Chinese fabric for trousers has captured 40 per cent market share while Chinese, Thailand and Indonesian made children garments virtually dominate 70 per cent market. In footwear, the market share of China is well over 90 per cent while foreign sweaters enjoy over 50 per cent share. Majyd said that local producers (known brands) can now be counted on fingers.

Analyst at Invest Cap, Khalid Iqbal Siddiqui tracks the results of around 30 textile companies, which include 15 spinning sector companies, 10 composite sector companies, and 5 weaving sector companies.

For the textile sector, overall, sales revenue grew by 26 per cent in third quarter 2004 against same period of last year. Gross profit, however, was down by 4 per cent as gross margin shrank from 13.1 per cent to 10 per cent.

Operating profit declined by 13 per cent, and even though financial charges were down by 15 per cent, net profit declined by 16 per cent, he said.

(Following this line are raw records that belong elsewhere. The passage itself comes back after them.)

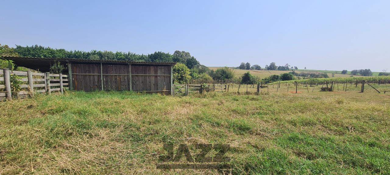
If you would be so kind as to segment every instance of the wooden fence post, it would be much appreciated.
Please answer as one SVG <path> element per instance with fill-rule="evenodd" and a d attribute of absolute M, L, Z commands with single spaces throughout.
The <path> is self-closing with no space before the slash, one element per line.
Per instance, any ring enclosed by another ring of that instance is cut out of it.
<path fill-rule="evenodd" d="M 295 81 L 295 94 L 298 93 L 298 82 Z"/>
<path fill-rule="evenodd" d="M 28 79 L 28 87 L 30 88 L 30 92 L 31 97 L 34 96 L 34 85 L 32 81 L 32 72 L 31 71 L 27 71 L 27 78 Z"/>
<path fill-rule="evenodd" d="M 9 69 L 4 68 L 4 85 L 5 86 L 5 97 L 8 100 L 12 99 L 12 92 L 11 92 L 11 82 L 10 81 L 11 78 L 9 76 Z"/>
<path fill-rule="evenodd" d="M 47 89 L 47 93 L 48 94 L 50 94 L 51 93 L 51 92 L 50 91 L 50 73 L 46 72 L 46 87 Z"/>
<path fill-rule="evenodd" d="M 362 81 L 362 89 L 360 90 L 360 92 L 364 92 L 364 80 Z"/>
<path fill-rule="evenodd" d="M 61 94 L 64 94 L 64 86 L 62 84 L 62 74 L 60 74 L 60 91 Z"/>
<path fill-rule="evenodd" d="M 68 87 L 69 90 L 73 90 L 73 78 L 72 78 L 72 63 L 68 62 Z"/>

Spinning profits down on shrinking margins. The textile spinning sector suffered a hit on its profitability due to receding margins. Cotton prices were at record high levels during the cotton buying season for FY04, which seem to have hurt the textile spinners during third quarter 2004. Total revenue for the spinning sector during third quarter 04 grew by 25 per cent, however, gross profit fell by 28 per cent, which took gross margin from 12.8 per cent in third quarter 2003 to 7.4 per cent in third quarter 2004, he added.

At the operating level, profit dipped by 43 per cent, and the bottom-line for the sector receded by 56 per cent, as reduction in financial charges was a meagre 11 per cent this time around. The hit on spinning profits is expected to be a one-time item, as cotton prices have fallen by around one-third from the recent record highs and reduced raw material prices are expected to result in a better FY05 for spinning sector companies.

The textile weaving sector saw a handsome growth of 45 per cent in its sales revenue, and the sector even saw an increase of 14 per cent in its gross profit for third quarter 2004 despite margin having declined from 9.6 per cent in third quarter 2003 to 7.6 per cent in third quarter 2004.

The textile composite sector saw a jump of 23 per cent in its sales revenue in third quarter 2004 as compared to third quarter 2003. The sector's gross profit rose by 6 per cent, despite a dip in gross margin from 14.1 per cent to 12.3 per cent. At the operating level, the sector saw a 9 per cent growth in its profitability.